SEC Enforcement Chief Whines that Trying Cases Takes a Lot of Effort
The appeal is on shaky ground. I expect Judge Rakoff will inform the SEC of the case of Digital Equipment Corp. V. Desktop Direct, Inc., 511 U.S. 863 (1993), where a unanimous Supreme Court held that an order refusing to give effect to a settlement agreement wasn’t appealable. Perhaps the SEC will devote some of its precious resources to showing why that isn’t the governing rule.
The SEC says that the stay should be granted if there is a likelihood of success on the merits, irreparable injury to someone, and whether a stay will harm the non-appellant or the public. Success on the merits is likely, says the SEC, because no court has ever required proof to sustain a consent order submitted by a US governmental agency. Apparently the SEC is so wonderful that no one has ever questioned it before in a court. Well, anyone besides Judge Rakoff, who has already slapped two of the SECs settlements, the notoriously unfair deal with Bank of America over the proxy statement for the takeover of Merrill Lynch, and its settlement in SEC v. Vitesse Semiconductor Corp.. Now we have Judge Rudolf Randa of Minnesota questioning settlements on the same general grounds.

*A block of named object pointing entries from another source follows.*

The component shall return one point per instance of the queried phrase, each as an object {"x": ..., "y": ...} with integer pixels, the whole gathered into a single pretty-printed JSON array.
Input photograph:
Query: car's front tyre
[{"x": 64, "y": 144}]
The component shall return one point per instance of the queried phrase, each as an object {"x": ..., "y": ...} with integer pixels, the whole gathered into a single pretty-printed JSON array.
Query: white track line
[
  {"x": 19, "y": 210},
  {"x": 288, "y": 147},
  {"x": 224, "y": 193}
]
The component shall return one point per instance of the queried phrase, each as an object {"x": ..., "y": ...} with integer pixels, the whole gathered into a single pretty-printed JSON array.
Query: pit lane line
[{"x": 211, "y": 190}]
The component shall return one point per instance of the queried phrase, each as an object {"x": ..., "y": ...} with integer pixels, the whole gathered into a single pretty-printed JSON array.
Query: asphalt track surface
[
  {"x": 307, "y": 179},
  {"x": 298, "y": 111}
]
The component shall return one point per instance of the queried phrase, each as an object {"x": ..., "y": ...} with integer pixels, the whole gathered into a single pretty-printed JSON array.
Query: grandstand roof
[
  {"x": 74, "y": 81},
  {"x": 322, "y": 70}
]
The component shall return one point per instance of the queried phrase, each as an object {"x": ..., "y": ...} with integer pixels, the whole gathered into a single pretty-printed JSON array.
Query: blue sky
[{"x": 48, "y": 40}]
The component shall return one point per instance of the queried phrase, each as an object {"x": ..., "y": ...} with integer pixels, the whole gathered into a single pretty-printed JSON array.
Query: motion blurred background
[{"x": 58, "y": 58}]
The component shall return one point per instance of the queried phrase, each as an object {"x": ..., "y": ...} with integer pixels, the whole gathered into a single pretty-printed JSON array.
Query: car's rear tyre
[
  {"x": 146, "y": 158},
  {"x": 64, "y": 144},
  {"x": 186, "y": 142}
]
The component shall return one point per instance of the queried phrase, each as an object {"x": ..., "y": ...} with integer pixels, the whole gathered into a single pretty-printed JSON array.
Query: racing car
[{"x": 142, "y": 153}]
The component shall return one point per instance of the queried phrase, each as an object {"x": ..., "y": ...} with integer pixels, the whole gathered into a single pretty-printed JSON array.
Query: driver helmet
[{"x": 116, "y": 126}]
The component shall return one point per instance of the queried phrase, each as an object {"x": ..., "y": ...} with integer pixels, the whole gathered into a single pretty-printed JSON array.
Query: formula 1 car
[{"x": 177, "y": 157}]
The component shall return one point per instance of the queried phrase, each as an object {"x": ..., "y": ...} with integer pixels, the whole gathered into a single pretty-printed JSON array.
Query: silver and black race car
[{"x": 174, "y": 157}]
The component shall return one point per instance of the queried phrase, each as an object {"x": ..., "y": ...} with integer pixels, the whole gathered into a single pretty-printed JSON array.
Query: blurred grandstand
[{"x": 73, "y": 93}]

The entire basis of the request for stay pending appeal is that the SEC is too busy to handle this trial. But think about that for a second. They claim to have done their investigation, so trial is only about pulling things together. What else do their trial lawyers have to do? They only filed a single suit against Goldman Sachs over one ABACUS deal, when Goldman Sachs did a bunch of them, all cookie-cutter deals. They have only filed one suit against any of the investment banks that did the same kinds of deals. They have to go to trial against the individuals they singled out at the solely responsible human at each bank. Here’s my suggestion: quit trying million dollar insider trading cases and go after billion dollar cheats and liars.
And here’s something really rich: their big argument for approving the settlement is that they got most of the relief they would have gotten at trial. Khuzami made the same point in his speech, suggesting that the SEC settles when it gets 85% of what it would get in a trial. That argument doesn’t pass the laugh test. Judge Rakoff rejected the settlement because Citigroup didn’t admit liability. If the SEC prevailed at trial, Citigroup wouldn’t be able to deny liability, and would wind up paying all of the losses suffered by its investors.
Here’s Khuzami talking about the neither admit or deny point at the CFA:
While it is easy to criticize from the sidelines, the practical reality is that many companies would refuse to settle cases if they are required to admit unlawful conduct because that might expose them to additional lawsuits by litigants seeking damages.
Well, if the SEC is getting 85% of what it would get in a trial, why would this matter? Would there be outside litigants willing to try a case for 15% of the losses? If that is a real possibility, why not invite them to sign off on the settlement? I expect that the losers in the Citigroup debacle would be happy to join a settlement that would pay them 85% of their losses, rather than try a civil case in which they would be paying their own lawyers. If they refused, either the SEC is settling too cheaply, or there would be grounds for the SEC to agree to a neither admit nor deny clause.
Khuzami should be thanking Judge Rakoff. The ruling is a lever to force the bad guys to admit their evil, and expose the causes of those losses. Holding people accountable is every bit as important as suing them.